Disclaimer: Don't own a thing.
Imperfection
The bell rang, signalling the end of the school day, the students of Casper High flooded the halls racing for the doors, no longer able to bear another second wasted within the dull walls. Mr Lancer smiled as he watched his owns students raced out the door before eyeing the stack of papers that sat on the edge of his desk.
Those were his student's assignments, an assignment to talk about themselves. An assignment most believe is easy but in reality is one of the hardest things you have to write. There's a lot of inner self exploring and realization, especially to fourteen year olds. Usually he wouldn't give it to them now. He would get them to write about themselves when they're eighteen and about to leave, but because of his recent addition to his class, Danielle Fenton, he thought it couldn't hurt.
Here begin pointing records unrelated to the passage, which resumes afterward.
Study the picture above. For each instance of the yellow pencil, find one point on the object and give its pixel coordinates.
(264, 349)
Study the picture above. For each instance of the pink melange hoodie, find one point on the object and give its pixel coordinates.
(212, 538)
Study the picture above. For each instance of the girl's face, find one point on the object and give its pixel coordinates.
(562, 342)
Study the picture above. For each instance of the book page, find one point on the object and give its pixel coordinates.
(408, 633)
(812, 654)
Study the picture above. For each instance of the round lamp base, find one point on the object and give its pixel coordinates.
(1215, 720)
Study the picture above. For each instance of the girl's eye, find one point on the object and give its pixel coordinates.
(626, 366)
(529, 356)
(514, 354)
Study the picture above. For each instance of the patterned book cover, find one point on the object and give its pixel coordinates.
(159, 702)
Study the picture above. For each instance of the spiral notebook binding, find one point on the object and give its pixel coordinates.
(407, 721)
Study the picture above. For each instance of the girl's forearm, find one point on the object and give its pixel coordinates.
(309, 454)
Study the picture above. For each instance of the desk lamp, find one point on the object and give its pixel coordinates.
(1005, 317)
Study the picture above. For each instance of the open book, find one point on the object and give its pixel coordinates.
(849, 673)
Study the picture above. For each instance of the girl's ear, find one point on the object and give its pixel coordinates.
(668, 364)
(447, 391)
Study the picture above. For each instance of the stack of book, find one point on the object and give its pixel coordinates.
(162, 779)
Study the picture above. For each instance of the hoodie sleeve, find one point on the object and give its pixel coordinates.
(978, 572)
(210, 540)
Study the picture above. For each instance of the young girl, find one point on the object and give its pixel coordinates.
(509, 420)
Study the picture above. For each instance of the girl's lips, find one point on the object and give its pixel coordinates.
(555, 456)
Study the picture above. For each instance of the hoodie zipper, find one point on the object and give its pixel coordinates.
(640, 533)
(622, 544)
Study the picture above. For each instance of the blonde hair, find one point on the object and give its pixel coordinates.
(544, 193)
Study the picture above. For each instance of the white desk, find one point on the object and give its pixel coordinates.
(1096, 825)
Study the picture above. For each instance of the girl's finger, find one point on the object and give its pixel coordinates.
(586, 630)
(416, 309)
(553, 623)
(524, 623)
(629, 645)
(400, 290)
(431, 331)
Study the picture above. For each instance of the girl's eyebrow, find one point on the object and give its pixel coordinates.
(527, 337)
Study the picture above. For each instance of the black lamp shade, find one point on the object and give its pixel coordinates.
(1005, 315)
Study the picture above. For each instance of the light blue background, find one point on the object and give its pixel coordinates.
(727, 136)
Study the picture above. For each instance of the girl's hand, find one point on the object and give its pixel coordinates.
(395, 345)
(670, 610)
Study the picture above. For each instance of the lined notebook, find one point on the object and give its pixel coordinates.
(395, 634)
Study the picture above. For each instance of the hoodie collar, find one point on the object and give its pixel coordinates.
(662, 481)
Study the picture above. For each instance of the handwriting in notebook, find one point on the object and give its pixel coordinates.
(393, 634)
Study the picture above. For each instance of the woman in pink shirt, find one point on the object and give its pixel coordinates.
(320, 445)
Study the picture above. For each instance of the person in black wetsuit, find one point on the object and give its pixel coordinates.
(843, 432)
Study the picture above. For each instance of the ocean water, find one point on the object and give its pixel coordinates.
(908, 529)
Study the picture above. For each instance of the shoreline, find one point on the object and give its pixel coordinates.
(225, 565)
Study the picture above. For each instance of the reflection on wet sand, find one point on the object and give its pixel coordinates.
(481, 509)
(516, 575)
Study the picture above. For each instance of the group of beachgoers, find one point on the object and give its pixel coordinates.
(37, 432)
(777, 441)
Danny had told him everything about the girl, about her true origin, and asked to be a bit easy on her. Mr Lancer shrugged at the thought though. Mr Lancer had always believed to get the best out of the student you must keep on pushing them, and once they surpass you're expectation, push them harder, a theory that was proven right with Fenton.
Yes, this was her first year in school, but she had proved in her entry test that she was up to seventh or eighth grade level. They ended up placing her in eighth so she would only be a year older than the rest of her class, but the second Lancer set eyes on her, he knew instantly that she held the same potential as her cousins.
Going through the stack of papers, he smiled as his eyes set on the paper that he wanted. It wasn't as long as he had hope, but being it's from a Fenton that didn't mean it'd be disappointing. Taking a sip out of his coffee, Mr Lancer sat back as he started to read the paper.
Danielle Fenton, that's the name I go with most days. The cousin of Danny Fenton slash Phantom's Sidekick. I don't like that word. I'm a full on hero, if I wasn't around Danny would have perished ages ago, but does anyone give me credit? No, of course not.
Everyone just sees a little girl who rushes in, who needs to be saved. But I'm not, I'm a badass, I rush in because I know I can handle it. I've spent a whole year travelling the world, experienced more than what Danny experienced in his entire life, I know how far I can go, I know when to push and when to play innocent.
Sure, I can go in over my head, and may need some assistance, but who doesn't go through that once in awhile? But no, they see me as Danny's less cool, younger cousin, the reckless girl who needs to be looked after, the imperfect version of Phantom.
I'm NOT an imperfection, I'm... not.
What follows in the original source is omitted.